Let me permit to show how I use it in my application, because I hope it might be relevant for the discussion how to use attr, desert and marshmallow and ways to pass arguments to them all.
# The metadata field of attr.ib() is used to convey application
# specific information. In this case UI access control, which is done
# though dedicated ib function variants.
bit_error: str = rw_param(default='Zero')
# When using types not known to marshmallow, fields must added
matrix: Matrix = rw_param(field=MatrixField)
# ...by adding the field as a keyword to the custom ib function
# Note the selection between attr.ib() and desert.ib(). This is because
# desert.ib() requres a field, but for stock types it is not needed.
def ib(**kw):
field = kw.pop("field", None)
if field is not None:
return desert.ib(field(), **kw)
return attr.ib(**kw)
# Example overload of the ib() function
def rw_param(**kw):
''' UI accessible read-write parameter '''
metadata = {'ro': False, 'ui': True}
metadata.update(kw.pop("metadata", {}))
return ib(metadata=metadata, **kw)
In my use-case I can use the field.metadata['iu'] attribute to select what shall be serialized. As proposed by @altendky I can easily add other keywords to my custom ib() functions that will control the serializer.
I feel like https://github.com/altendky/exttr (the two-days-of-dev library, or the idea) may play in as an additional higher level layer, if anyone wanted to consider it. Maybe anyways...

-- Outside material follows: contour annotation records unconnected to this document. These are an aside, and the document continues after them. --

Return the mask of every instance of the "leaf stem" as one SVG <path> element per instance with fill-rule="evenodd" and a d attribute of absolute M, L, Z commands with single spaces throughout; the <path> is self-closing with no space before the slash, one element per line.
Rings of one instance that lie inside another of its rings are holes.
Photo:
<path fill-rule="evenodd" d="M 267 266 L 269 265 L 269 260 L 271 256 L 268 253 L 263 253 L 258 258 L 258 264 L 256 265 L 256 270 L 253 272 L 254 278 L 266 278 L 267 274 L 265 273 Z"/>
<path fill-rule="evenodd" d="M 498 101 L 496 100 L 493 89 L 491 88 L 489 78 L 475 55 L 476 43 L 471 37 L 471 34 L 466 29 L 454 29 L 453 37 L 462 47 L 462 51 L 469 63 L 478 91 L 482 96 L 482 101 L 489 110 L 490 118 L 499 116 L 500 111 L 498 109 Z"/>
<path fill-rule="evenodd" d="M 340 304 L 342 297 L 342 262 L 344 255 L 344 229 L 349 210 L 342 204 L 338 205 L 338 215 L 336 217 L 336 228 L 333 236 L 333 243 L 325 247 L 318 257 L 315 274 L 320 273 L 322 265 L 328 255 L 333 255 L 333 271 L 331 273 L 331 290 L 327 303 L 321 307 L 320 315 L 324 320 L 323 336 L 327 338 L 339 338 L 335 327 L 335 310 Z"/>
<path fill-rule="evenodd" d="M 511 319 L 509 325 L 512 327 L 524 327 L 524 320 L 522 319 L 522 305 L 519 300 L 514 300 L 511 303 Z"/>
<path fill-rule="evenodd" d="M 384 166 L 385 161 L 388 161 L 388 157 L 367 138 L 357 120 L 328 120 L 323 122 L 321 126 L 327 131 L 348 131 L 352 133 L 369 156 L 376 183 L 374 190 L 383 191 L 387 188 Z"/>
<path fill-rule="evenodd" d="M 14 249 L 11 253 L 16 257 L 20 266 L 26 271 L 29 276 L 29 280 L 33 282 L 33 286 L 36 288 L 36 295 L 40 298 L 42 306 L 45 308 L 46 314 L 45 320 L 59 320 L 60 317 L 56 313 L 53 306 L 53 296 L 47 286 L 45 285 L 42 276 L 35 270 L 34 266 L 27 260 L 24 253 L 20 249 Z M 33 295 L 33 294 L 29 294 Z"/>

An abstraction layer wouldn't make you decide that the option you are passing is for marshmallow. The option would simply be a feature provided by desert, documented by desert, and implemented however is needed. If instead of abstracting the 'merge' route is taken then yeah, some form of pass through to attrs or marshmallow as specified by the caller would be relevant. The more you want to avoid making the user learn the underlying packages or the more you want to support multiple back-ends then the more you need to create your own interface that doesn't leak the underlying details out.
But sure, even when abstracting... sometimes people want to poke through so it's nice to allow that. I can imagine a few ways. Just accept a marshmallow field, end of story. Accept some parameters to fill in extra details. Accept parameters that override anything desert would otherwise pass to marshmallow.
My gut is tending towards abstracting because it should get you the most integrated and least verbose (and least WET) solution. But sure, it is a hazardous road to get right.
Unless we are going the exttr(-style) route, I would say that the metadata should go under desert's key. Once there, it's not a huge deal what form it is in since we can refactor/correct it at any time (being internal and all). Also, the attrs stuff doesn't go into metadata, does it?
Are you suggesting several 'backends' at once with the PyQt/sqlalchemy/... thought? If they are going to work similarly they can sit behind one set of metadata (similar like 'all backends will not serialize attribute x'). If they are going to behave differently (interface X doesn't serialize y but interface z does but skips loading of a...) then sure, you need per-backend configuration. I suppose you would get towards something more akin to your desert.ib(this(), that()) option. Though perhaps formed more like...
x: str = desert.ib(
repr=False,
configurations={
a_key: desert.backend_ib(
dump=False,
),
something_else: desert.backend_ib(
load=False,
),
},
)
When you go to create a schema you would specify 1) what backend to create it for (marshmallow, sqlalchemy, etc) and 2) which configuration key (a_key etc) to use to get the configuration. We could allow a shortcut if you use the package objects as the keys (maybe a terrible idea?) and then you could specify the backend and the configuration choice in one go. Like desert.schema(MyClass, backend=marshmallow) would implicitly use marshmallow as the configuration key as well.
I will say that my experience (with graham and PyQt model 'backends') does make me think there's a point where you don't want this integrated into one class definition. A little repetition in trade for separation can make things more legible. Part of that is likely my stuff being a mess, so I don't mean that two backends is too much, but there is a point.